I believe my description about figure [21a] is valid. The $\sqrt{2}$ can be justified as we need a radius of inversion so that when $[Na]$ is equal to $1$, $[NS]$ must be equal $2$ and only $\sqrt{2}$ can do this -> $I_K(z) = \frac{R^2}{p} = \frac{R^2}{1} = 2 -> R = \sqrt{2} $

Additionally I proved my solution for exercise 5. Please consider this figure

It shows a vertical cross section of a sphare $C$ and a real axis. Some point $Z$ from a real axis lies outside the sphare and was stereographically projected to a point $\hat{Z}$ on the sphare. Next we also projected that point from $\hat{Z}$ to $\tilde{Z}$ on a real axis, according to stereographic projection through the south pole. This is the second part of the exercise. Now, let's assume point $\tilde{Z}$ lies on a real axis at the distance $0.4$ from the origin ($z = 0.4$).
In order to show the relation between $Z$ and $\tilde{Z}$ lets find the equation of a line that connects $S$ and $\tilde{Z}$. Its easy to find that this equation is $y = \frac{10}{4}x -1 $
Next let's find the coordinates of a point $\hat{Z}$ on the sphare $C$ -> For that we have: $x^2 + (\frac{10}{4}x -1)^2 = 1$ from which we get coordinates $x = 0.689, y = 0.724$.
Now that we have this point we can find equation of a line $N\hat{Z}$ -> $y = -0.4x + 1$ we got negative slope which is aligned with what we see on the figure.
Now we are in position to find the $X$ coordinate of $Z$ -> $0 = -0.4x + 1 -> x = \frac{10}{4}$
From this we can see that the point $Z$, in the process of stereographic projection with north pole following by another projection with south pole, got mapped from $\frac{10}{4}$ to $\frac{4}{10}$. Which is an inversion.
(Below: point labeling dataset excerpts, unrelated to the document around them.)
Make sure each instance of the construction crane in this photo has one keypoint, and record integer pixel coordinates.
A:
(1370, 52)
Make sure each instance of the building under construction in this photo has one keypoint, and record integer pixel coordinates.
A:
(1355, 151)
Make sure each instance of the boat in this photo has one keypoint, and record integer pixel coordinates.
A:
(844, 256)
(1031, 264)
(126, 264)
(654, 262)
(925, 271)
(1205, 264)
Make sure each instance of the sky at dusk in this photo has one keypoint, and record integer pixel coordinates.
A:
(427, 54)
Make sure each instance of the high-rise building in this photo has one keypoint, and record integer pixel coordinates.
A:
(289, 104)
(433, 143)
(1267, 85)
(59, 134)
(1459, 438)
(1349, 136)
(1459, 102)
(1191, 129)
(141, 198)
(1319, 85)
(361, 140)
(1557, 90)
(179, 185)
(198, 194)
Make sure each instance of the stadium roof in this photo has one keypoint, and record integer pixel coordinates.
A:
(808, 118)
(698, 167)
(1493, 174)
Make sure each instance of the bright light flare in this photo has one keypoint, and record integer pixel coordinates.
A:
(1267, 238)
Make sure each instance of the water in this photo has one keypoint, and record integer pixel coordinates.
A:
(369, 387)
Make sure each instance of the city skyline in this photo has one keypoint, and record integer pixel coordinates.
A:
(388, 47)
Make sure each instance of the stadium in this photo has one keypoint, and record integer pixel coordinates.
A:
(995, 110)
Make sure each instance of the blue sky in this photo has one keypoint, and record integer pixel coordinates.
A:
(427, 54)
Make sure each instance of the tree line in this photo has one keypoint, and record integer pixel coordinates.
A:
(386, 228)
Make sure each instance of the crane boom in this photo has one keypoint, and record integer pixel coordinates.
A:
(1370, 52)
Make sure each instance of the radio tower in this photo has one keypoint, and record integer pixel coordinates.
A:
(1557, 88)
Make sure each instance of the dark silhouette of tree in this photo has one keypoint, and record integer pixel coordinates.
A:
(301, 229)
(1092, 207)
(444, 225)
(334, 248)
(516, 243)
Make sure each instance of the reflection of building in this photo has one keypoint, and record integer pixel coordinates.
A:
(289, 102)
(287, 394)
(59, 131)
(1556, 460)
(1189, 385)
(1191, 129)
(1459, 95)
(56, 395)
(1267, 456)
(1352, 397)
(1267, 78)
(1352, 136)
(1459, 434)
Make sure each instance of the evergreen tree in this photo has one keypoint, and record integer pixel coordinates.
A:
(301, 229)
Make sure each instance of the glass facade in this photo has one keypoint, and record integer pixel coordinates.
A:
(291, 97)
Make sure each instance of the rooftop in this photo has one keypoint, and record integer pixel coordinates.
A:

What kind of inversion is it? It must be $\frac{1}{\bar{z}}$ and not $\frac{1}{z}$ because the later also changes angle. So $Z = 0.4e^{i\theta}$ would be moved to $2.5e^{-i\theta}$. In our example in wouldn't make any difference because the angle is $0$ but is easy to imagine what would happen if it isn't- the image would be rotated by $90$ degree.
So this proves what I was intuitively predicting before, this stereographic projection sends points from inside the unit circle to the outside according to $\frac{1}{\bar{z}}$ ;

Also, in the book author often time doesn't care about proving his statement. Let's take figure [21b] as an example. Author draw it so it graphicly (more or less) looks like an inversion and states it as a fact in (17) page 143. However there is no proof at all.